Neste sentido, aqui neste lugar, sinto-me completamente livre, mas ao mesmo tempo, pergunto-me se isso não será apenas uma ilusão, pois a verdadeira liberdade talvez seja interior, segundo Krishnamurti. Exteriormente, creio que somos todos prisioneiros de alguma coisa. Fico ainda um bom tempo parado ali, depois sigo pelas ruas pouco iluminadas da cidade velha, em direção ao centro. Logo adiante, alguns bares ainda abertos. Algumas mulheres da noite, com as cabeças sonolentas sobre as mesas pensando talvez em seus tristes destinos como marginalizadas da vida. Uns poucos transeuntes noctívagos passam apressados escapando do frio, que depois de alguns dias de calor volta agora com redobrada força. Do outro lado da rua, passa um grupo de marinheiros com rasgos asiáticos bastante eufóricos e cantando alto em idioma estranho.

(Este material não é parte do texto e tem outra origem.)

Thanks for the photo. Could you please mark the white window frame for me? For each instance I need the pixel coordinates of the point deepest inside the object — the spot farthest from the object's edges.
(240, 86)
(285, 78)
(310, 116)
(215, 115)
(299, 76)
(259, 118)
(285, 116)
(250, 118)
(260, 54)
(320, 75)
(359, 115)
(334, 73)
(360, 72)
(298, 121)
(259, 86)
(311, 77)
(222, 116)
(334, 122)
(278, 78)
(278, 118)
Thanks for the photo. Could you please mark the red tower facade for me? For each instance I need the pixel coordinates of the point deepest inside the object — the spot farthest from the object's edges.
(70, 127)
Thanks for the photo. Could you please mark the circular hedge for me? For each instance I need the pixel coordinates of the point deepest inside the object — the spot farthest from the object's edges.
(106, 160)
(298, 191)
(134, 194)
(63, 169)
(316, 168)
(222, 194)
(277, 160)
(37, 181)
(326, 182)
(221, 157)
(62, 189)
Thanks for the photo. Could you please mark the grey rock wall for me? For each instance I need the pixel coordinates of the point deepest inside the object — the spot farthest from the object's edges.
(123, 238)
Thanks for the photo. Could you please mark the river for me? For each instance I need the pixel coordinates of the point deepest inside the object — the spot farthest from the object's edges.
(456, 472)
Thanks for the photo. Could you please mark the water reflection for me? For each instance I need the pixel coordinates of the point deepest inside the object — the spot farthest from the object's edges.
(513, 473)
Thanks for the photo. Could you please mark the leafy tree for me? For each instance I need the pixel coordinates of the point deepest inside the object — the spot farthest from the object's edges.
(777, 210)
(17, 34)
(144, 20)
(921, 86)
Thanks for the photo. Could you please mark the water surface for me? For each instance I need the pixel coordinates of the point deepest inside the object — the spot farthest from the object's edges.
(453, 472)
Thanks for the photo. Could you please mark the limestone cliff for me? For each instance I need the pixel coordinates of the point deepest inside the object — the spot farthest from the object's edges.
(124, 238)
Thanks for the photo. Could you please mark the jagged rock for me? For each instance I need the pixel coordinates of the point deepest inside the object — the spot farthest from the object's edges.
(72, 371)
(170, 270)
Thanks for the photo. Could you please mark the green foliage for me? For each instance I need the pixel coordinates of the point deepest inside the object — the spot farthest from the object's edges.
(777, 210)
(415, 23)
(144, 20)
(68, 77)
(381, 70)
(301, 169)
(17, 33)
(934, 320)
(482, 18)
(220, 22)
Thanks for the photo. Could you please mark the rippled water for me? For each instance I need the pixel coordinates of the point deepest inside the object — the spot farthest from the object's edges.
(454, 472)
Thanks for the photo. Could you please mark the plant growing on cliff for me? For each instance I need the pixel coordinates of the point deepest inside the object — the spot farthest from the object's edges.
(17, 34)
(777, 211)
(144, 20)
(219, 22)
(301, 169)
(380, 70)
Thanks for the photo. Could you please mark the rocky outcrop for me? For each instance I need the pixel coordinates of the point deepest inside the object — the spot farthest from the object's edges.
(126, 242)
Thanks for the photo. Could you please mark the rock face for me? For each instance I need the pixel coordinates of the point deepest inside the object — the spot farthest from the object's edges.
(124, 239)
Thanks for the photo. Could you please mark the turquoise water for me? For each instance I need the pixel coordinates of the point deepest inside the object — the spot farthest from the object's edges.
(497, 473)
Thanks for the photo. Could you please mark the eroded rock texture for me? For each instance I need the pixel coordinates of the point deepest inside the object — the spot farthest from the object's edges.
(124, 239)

Passando pelo portal simbólico que divide a cidade velha da nova, atravesso a Plaza Independência para refugiar-me do forte vento junto a uma das colunas do edifício que até há pouco servia como Palácio do Governo. Frente a mim, a estátua de Artigas. Do outro lado da praça, o Victoria Plaza e, à minha direita, o monumental Palácio Salvo, envolto na neblina.
Enquanto espero por algum ônibus, minhas meditações continuam: O australiano Morris West diz em um de seus livros: "Quando se viaja por longe e demoradamente, tornamo-nos como os beduínos, os habitantes da areia, que vivem sem embaraços, amando sem perpetuidade, não construindo nada, porque amanhã a areia sepultá-lo-ia. E passado o tempo, as lembranças que nos prendiam ao torrão natal tornam-se vagas e tênues, como uma canção assobiada por um pastor na encosta; apenas ouvida, longo olvidada."
Estou voltando de uma viagem que já dura cerca de dois anos. Esse gosto por conhecer novas lugares e pessoas, creio ter herdado de meu avô, o qual muito jovem ainda, se lançou além dos mares deixando para sempre sua amada Itália para fincar raízes aqui na América do Sul. Ao pensar nisso, vêm-me à lembrança trechos de um verso que um dia li:
"Deve haver em lugar bem distante, / Outro céu, outra terra, outro mar, / Onde a vida não pára e tudo se transforma, / Onde a paz e o amor se consiga encontrar"
Dostoyevski dizia que: "La vida es vida en todas partes, la vida está en nosotros y no en el mundo que nos rodea. Cerca de mi habrá hombres, y serlo para siempre, sea cuales fueren las circunstâncias, no desfallecer, no caer, en esto consiste la vida, el verdadero sentido de la vida."
Tinha suas razões Dostoyevski ao expressar pensamentos de tal profundidade, depois de ter sofrido anos de penúria como prisioneiro das geladas estepes da Rússia. Seus biógrafos diziam que ele só respirava bem na tempestade. Foi numa habitação exígua e gris, privada de alimento, de luz, quando mendigava algum socorro para regressar a sua pátria, quando se encontrava no último grau de pobreza e solidão, que esse grande escritor escreveu a obra que o tornou célebre, "Crime e Castigo". Já Pablo Neruda tinha outra visão, a do poeta, nem por isso menos provida de valores: "Pienso que el hombre debe vivir em su pátria e creo que el desarraigo de los seres humanos es uma frustración que de alguna y outra manera entorpece la claridad del alma." São pontos de vista diferentes, os quais só podem ser compreendidos por quem leu e conhece a existência de cada um desses personagens.
Interrompo minhas divagações quando finalmente passa um ônibus. No seu interior, apenas dois passageiros, lá no fundo, entretidos em uma acalorada discussão sobre os últimos acontecimentos no Chile. Tento concentrar-me na leitura de um pequeno livro de bolso, "Viaje al Oriente", de Hermann Hesse, mas o frio que entra por uma janela emperrada me faz desistir. Fecho os olhos e deixo o tempo passar enquanto escuto a conversa dos dois companheiros de viagem, que continuam tentando "resolver" entre eles a difícil situação que por estes dias atravessa o país irmão, lá em meio à imensa cordilheira dos Andes. O ônibus segue seu percurso atravessando a madrugada.